To impute the genotypes of the markers missing from your experimental data, launch the Marker Imputation platform by selecting Analyze > Life Sciences > Marker Imputation.
Figure 7.4 The Marker Imputation Launch Window
For information about the options in the Select Columns red triangle, see “Column Filter Menu”in Using JMP.
Marker
Select the marker columns that you want and click Marker to specify the markers that you want to impute.
By
Produces a separate report for each level of the By variable. If more than one By variable is assigned, a separate report is produced for each possible combination of the levels of the By variables.
Ploidy
Enables you to specify the ploidy level of the experimental organism under investigation. Note that this must be an even number
Missing Marker Imputation Method
Use this option to specify how missing marker values are to be imputed.
– Select LD-kNN to impute the missing genotypes using the linkage disequilibrium k-nearest neighbor imputation (LD-kNNi) method.
The first step is to carry out a pairwise comparison between each pair of markers. The markers are ranked from most closely to least closely correlated and the x closest markers are selected. The number of markers (x) is specified by the value entered in the Nearest Markers option. This is done for each marker. The second step is to carry out a pairwise comparison between each pair of sample. The samples are ranked from most closely to least closely, using the taxi cab distance, and the number of samples (k) is specified by the specified value in the "Nearest Samples" option. For each missing sample, the closest x markers and closest k samples are determined and used to impute the missing values by taking the mode of closest markers and samples.The missing marker is imputing by taking the mode of the closest markers and samples. This is repeated for each missing marker.
– Select HWE Off to impute the missing genotypes with random draws from a multinomial distribution in which the frequency of each genotype class is set to be the observed frequency from the data.
– Select HWE On to impute the missing genotypes with random draws from a multinomial distribution in which the frequency of each genotype class is set to be the expected frequency under the assumption of the Hardy-Weinberg equilibrium (HWE).
– Select Random to randomly assign one of the acceptable values (0, 1, 2, ..., K) where K is the ploidy level.
– Select Specified to impute the missing genotypes with a specified integer between zero and the ploidy number.
Nearest Samples
Use this option to specify the number of closest samples to use for the imputation.
Nearest Markers
Use this option to specify the number of closest markers to use for the imputation.
Set Random Seed
Use this option to specify a nonnegative integer to start the random number stream. Different values produce different outcomes of the algorithm.
Imputation Value
Use this option to specify a value to insert into any cell containing a missing value symbol.
Unthreaded
Use this option to suppress multi-threading. Deselect this option for improved computational speed.

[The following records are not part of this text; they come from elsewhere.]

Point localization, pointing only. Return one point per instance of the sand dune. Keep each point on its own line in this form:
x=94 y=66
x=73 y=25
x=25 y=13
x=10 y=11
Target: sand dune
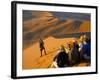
x=31 y=55
x=53 y=31
x=51 y=26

Most of the processes in JMP assume that the input table has a particular data structure. JMP distinguishes between tall and wide data sets. A tall data table has samples as columns and molecular entity (for example, marker, gene, clone, protein, or metabolite) as rows, whereas a wide data table is the transpose of the tall data table, having the samples as rows and molecular entity as columns.
When specifying the input data set for a process, it is important to know the required form. Marker Imputation requires a wide data table. The Transpose platform under the Tables menu enables you to transform your data tables between tall and wide forms.
Marker data must be encoded in the one-column, numeric format. Typically, in this format, diploid individuals homozygous for the least common, or minor allele, are represented in the table by a 2, whereas the heterozygotes are represented by a 1. Homozygotes for the most common allele are represented by a 0.